"No, I don’t think so".
She put down the phone and sat looking at the litter on her desk for a moment, wondering whether Miriam had changed much and whether it would be easy or difficult to get to know her again. Miriam had never been very easy to know, and it was three years since Erica had last seen her, the summer war broke out, when they had had two weeks together in Paris.
There were four other people in Erica’s office beside herself-two reporters who had no business to be there, sitting on the bench by the door, one of whom was asleep with his hat on, and his hands folded across his stomach, and the other yawning over the war news; Erica’s assistant, Sylvia Arnold, a slim, dark-haired girl with gray eyes, a sense of humor and a clear, balanced intelligence, and finally, a very tall, bony youth of about sixteen whose name was Weathersby Canning, one of the Westmount, stock-broking Cannings, who was usually known as "Bubbles". He was a combination copy and messenger boy who was permitted to write up the less important weddings.
Dismissing the subject of Miriam for the time being, Erica read over the page she had just written which was headed "Sugarless Recipes" and remarked, "For someone who can’t cook, this really sounds extraordinarily convincing", then pulled it out of her typewriter and threw it into the cage attached to the side of her desk.
"Who was Wing Commander Howard’s wife before she married him last Saturday?" asked Sylvia.
"Margaret Denham", said Weathersby.
"Bubbles knows everything", said Erica.
"For the love of Mike, will you stop calling me ’Bubbles’?"

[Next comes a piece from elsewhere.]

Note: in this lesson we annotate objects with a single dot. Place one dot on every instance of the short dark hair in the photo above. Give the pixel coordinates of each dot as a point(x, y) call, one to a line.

"Why, what’s the matter with it?" asked the reporter who was reading the war news.
"It hasn’t any dignity".
"I can’t possibly call you Weathersby", Erica pointed out, running a fresh sheet into her typewriter. "It has too much dignity".
"Call him Butch", advised the reporter.
"Butch Canning", repeated Weathersby. "Say, that’s not bad. How do you spell ’mousseline de soie’?" he asked, and then as nobody answered and his phone rang, he said, "Social Department, Butch Canning speaking…" then to Erica, "Mrs. Wallace Anderson, Mrs. Wallace P. Anderson wants someone from here to cover the A.S.A. meeting this afternoon…".
"I can’t", said Erica. "My sister’s arriving from England. What have you got on for this afternoon?" she asked Sylvia.
"One tea, one art exhibit and one speech", said Sylvia without looking up from her typewriter.
"Can’t you cut the speech?"
Sylvia shook her head. "Some American newspaper woman who’s just back from Chungking".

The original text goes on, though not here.